Patienteninformationen Kinderkardiologie

Gemeinsam mit den Eltern für die Kleinen

Gemeinsam mit den Eltern für die Kleinen

Ein herzkrankes Kind zu haben, ist eine schwierige Situation. Viele Fragen und Sorgen strömen auf Sie als Angehörige ein. Unser Team ist für Sie da.

Babyhand in Mama-Hand
Herzchirurgisches Know-how

Im internationalen Vergleich zeichnet sich die Kinderherzchirurgie am Herzzentrum durch beste Überlebensraten auch bei höchstem Schweregrad der Operation aus. Kleine Patienten sind bei uns als in besten Händen.

Vorgestellt: Angeborene Herzfehler

Der Ductus arteriosus ist eine Gefäßverbindung zwischen der Aorta und der Pulmonalarterie, die im fetalen Blutkreislauf besteht und sich nach der Geburt normalerweise verschließt. Bleibt diese Verbindung langfristig nach der Geburt geöffnet, besteht die Gefahr einer drohenden Lungenüberflutung mit Blut und einer daraus resultierenden Herzschwäche.

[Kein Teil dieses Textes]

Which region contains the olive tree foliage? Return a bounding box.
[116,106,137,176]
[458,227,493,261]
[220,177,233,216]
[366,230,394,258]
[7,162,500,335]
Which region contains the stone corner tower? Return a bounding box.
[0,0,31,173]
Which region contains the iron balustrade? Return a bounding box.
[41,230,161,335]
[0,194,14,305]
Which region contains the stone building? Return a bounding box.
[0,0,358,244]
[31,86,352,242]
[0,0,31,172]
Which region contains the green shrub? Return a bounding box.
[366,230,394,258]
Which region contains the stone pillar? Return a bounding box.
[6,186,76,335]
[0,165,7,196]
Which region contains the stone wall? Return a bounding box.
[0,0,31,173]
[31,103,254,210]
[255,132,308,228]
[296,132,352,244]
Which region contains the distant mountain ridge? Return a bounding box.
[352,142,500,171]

Gelingt der Versuch einer medikamentösen Therapie nicht, kann der Verschluss über einen Herzkatheter erfolgen.

Ist der Ductus arteriosus jedoch sehr groß, wird dieser chirurgisch durch Nähte oder Clips unterbunden. Der chirurgische Zugang erfolgt dabei über einen Schnitt am linken Brustkorb.

Der Aortenisthmus ist der Bereich der Körperschlagader (Aorta) zwischen dem Beginn der linken Armarterie (Arteria subclavia) und der Einmündungsstelle des Ductus arteriosus. Befindet sich in diesem Bereich eine Enge, kommt es zu einer Unterversorgung der unteren Körperhälfte. Es zeigt sich weiterhin eine oft schwere Herzschwäche.

Die Patienten müssen umgehend chirurgisch versorgt werden. Der Zugang erfolgt dabei über einen Schnitt an der linken Brustkorbseite. Bei der Operation wird die Engstelle herausgeschnitten und die beiden Enden der Aorta werden durch eine Naht wieder verbunden.

Ein Vorhofscheidewanddefekt befindet sich zwischen dem rechten und linken Herzvorhof, patientenindividuell an verschiedenen Stellen.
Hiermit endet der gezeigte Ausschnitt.